A man apparently took a picture from the stairwell nearest the bear, possibly frightening the animal further, said state biologist Dick Shideler.
When the bear was less than 10 feet away, Grimes had no choice but to fire his shotgun, Lawson said.
''It looked like he was going to charge,'' Lawson said. ''Toby was never aggressive, but I felt it could have gotten ugly.''
''I really can't make any comment other than to say that the decision was made and it was in protection of life,'' Grimes added later. ''It wasn't a fun one.''
Toby was the seventh Deadhorse bear in two years that has been killed after breaking into buildings in search of food. Five bears were killed last summer and two have been killed this year.

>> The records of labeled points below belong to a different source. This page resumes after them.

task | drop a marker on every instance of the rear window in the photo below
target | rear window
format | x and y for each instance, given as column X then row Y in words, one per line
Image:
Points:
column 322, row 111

''Once they start this break-in stuff you can't let them continue that from a safety standpoint,'' said Shideler, who monitors oil-field bears for the Alaska Department of Fish and Game.
The 10-year-old bear with silvery shoulder patches was orphaned at age 1 when its mother was struck by a truck, Toby lived out its life as one of about 45 bears monitored by state biologists in a research project.
News of Toby's death saddened Deadhorse regulars on Tuesday, said Les Dunbar, who runs the Prudhoe Bay Post Office and pins up photographs of local celebrity bears.
''Toby, he was the big boy up here -- he was dad to most of the babies,'' Dunbar said.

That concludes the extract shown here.